Moonlyn Tsai, New York City restaurateur and co-founder of Heart of Dinner which provides meals to elders in New York’s Asian communities who are often homebound because of the pandemic, says Star Route Farm’s work to actively create a just and equitable food system is one way the work of both orgs intersects. After connecting in the Fall of 2020, they’ve been able to partner to provide residents of New York City’s Asian communities with nutrient dense dishes made with culturally relevant produce like bitter gourd, daikon, gai lan, scallions, mustard greens and napa cabbage grown by the team upstate. “They are constantly organizing ways to weave community together and even held an outdoor in-person fundraising event at Brushland selling soup, in addition to their online fundraising efforts, and raising tens of thousands of dollars worth of in-kind produce for community-based organizations like ours,” Tsai says. “Star Route Farm NY is disrupting the food system by re-prioritizing and centering the community.”

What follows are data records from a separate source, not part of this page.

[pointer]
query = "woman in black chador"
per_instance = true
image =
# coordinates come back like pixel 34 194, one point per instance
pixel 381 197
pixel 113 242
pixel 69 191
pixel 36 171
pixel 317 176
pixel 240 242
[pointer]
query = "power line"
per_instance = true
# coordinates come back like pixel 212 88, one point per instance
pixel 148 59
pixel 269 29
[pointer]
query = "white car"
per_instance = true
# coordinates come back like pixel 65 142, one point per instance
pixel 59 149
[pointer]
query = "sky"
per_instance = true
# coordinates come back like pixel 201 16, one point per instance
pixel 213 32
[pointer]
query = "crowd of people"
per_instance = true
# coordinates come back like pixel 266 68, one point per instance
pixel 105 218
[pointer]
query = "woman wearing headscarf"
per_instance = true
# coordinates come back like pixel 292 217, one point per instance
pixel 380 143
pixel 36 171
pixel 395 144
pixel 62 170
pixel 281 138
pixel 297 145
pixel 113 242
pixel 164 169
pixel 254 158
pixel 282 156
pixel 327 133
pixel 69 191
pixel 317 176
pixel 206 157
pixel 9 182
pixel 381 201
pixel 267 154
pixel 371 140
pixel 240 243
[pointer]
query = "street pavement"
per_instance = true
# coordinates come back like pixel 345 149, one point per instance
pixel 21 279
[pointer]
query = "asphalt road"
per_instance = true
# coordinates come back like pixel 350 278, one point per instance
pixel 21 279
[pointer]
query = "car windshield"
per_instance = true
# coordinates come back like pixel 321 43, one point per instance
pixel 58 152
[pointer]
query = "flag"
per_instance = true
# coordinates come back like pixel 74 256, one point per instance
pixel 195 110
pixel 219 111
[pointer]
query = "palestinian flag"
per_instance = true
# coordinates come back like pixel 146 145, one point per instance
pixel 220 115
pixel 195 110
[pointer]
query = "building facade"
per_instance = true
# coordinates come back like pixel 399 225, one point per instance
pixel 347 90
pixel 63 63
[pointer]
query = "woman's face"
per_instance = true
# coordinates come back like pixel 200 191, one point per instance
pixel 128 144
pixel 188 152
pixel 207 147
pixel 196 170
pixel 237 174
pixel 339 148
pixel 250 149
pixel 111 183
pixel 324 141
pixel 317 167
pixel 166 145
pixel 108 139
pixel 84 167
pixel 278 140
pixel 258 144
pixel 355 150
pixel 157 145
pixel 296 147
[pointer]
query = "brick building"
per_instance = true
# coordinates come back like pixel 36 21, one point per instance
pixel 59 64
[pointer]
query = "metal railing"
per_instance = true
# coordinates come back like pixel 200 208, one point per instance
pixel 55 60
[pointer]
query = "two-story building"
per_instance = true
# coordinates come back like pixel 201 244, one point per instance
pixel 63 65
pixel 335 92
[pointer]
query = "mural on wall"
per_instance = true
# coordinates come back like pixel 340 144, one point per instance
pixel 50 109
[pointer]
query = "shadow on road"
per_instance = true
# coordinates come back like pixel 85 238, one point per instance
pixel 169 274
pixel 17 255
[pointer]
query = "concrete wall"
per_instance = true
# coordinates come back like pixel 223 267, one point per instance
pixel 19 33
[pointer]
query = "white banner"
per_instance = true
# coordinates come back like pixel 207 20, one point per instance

“Star Route Farm NY is disrupting the food system by re-prioritizing and centering the community.”
And the team is looking to the future to have even more impact on the communities they work with in the future.The team has set a goal of donating 70% of their produce to food relief organizations in 2021 and increasing that amount to 100% in 2022. It’s a goal that truly speaks to how important outreach is for this small team in upstate New York.
It also speaks to working from a place of abundance, centering food, joy and immense power a cooked meal can have in creating community. “We’re really a food centric farm, we value cooking together and eating together,” says Amanda Wong. “It feels so desperate sometimes economically to farm but it’s so abundant because you can celebrate what is good in this world through food.”